We only got two in the house. Mrs. Antrobus, you know we only got two in the house.
MRS. ANTROBUS:
After a look at SABINA taking a needle from her collar.
Why yes, I can spare this.
TELEGRAPH BOY:
Lowered eyes.
Thank you, Mrs. Antrobus. Mrs. Antrobus, can I ask you something else? I have two sons of my own; if the cold gets worse, what should I do?
SABINA:
I think we’ll all perish, that’s what I think. Cold like this in August is just the end of the whole world.
Silence.
MRS. ANTROBUS:
I don’t know. After all, what does one do about anything? Just keep as warm as you can. And don’t let your wife and children see that you’re worried.
TELEGRAPH BOY:
Yes. . . . Thank you, Mrs. Antrobus. Well, I’d better be going.—Oh, I forgot! There’s one more sentence in the telegram. “Three cheers have invented the wheel.”
MRS. ANTROBUS:
A wheel? What’s a wheel?
TELEGRAPH BOY:
I don’t know. That’s what it said. The sign for it is like this. Well, goodbye.
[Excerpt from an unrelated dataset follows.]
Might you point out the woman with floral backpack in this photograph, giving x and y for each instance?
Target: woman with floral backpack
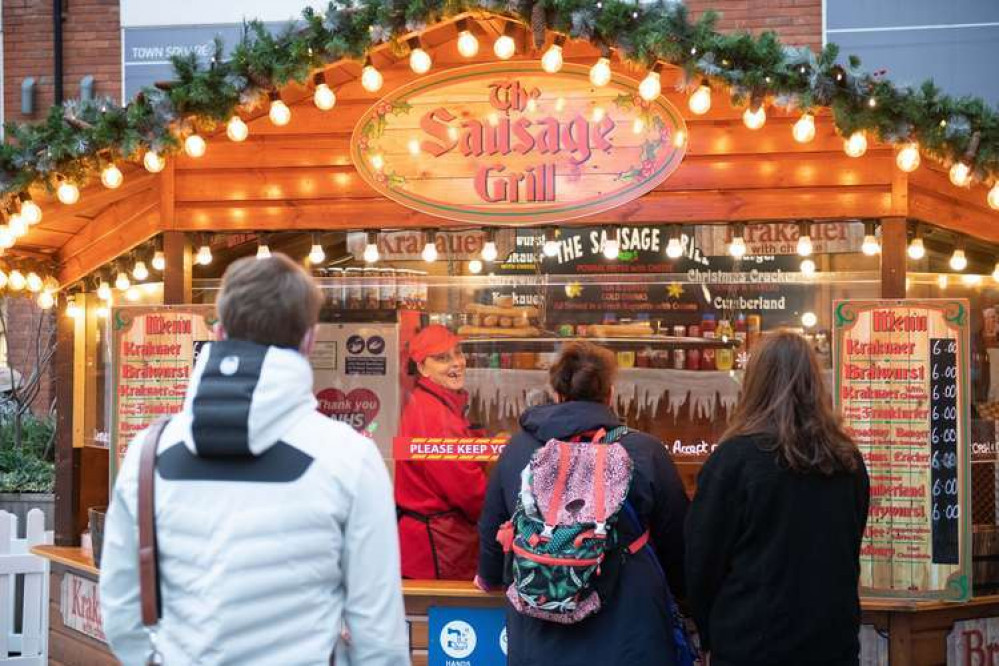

The WOMEN see him to the door, with goodbyes and injunctions to keep warm.
SABINA:
Apron to her eyes, wailing.
Mrs. Antrobus, it looks to me like all the nice men in the world are already married; I don’t know why that is.
Exit.
MRS. ANTROBUS:
Thoughtful; to the ANIMALS.
Do you ever remember hearing tell of any cold like this in August?
The ANIMALS shake their heads.
From your grandmothers or anyone?
They shake their heads.
Have you any suggestions?
They shake their heads.
She pulls her shawl around, goes to the front door and opening it an inch calls:
HENRY. GLADYS. CHILDREN. Come right in and get warm. No, no, when mama says a thing she means it.
Henry! HENRY. Put down that stone. You know what happened last time.
Shriek.
HENRY! Put down that stone!
Gladys! Put down your dress!! Try and be a lady.
The CHILDREN bound in and dash to the fire. They take off their winter things and leave them in heaps on the floor.
GLADYS:
Mama, I’m hungry. Mama, why is it so cold?
HENRY:
At the same time.
Mama, why doesn’t it snow? Mama, when’s supper ready?
Maybe, it’ll snow and we can make snowballs.
GLADYS:
Mama, it’s so cold that in one more minute I just couldn’t of stood it.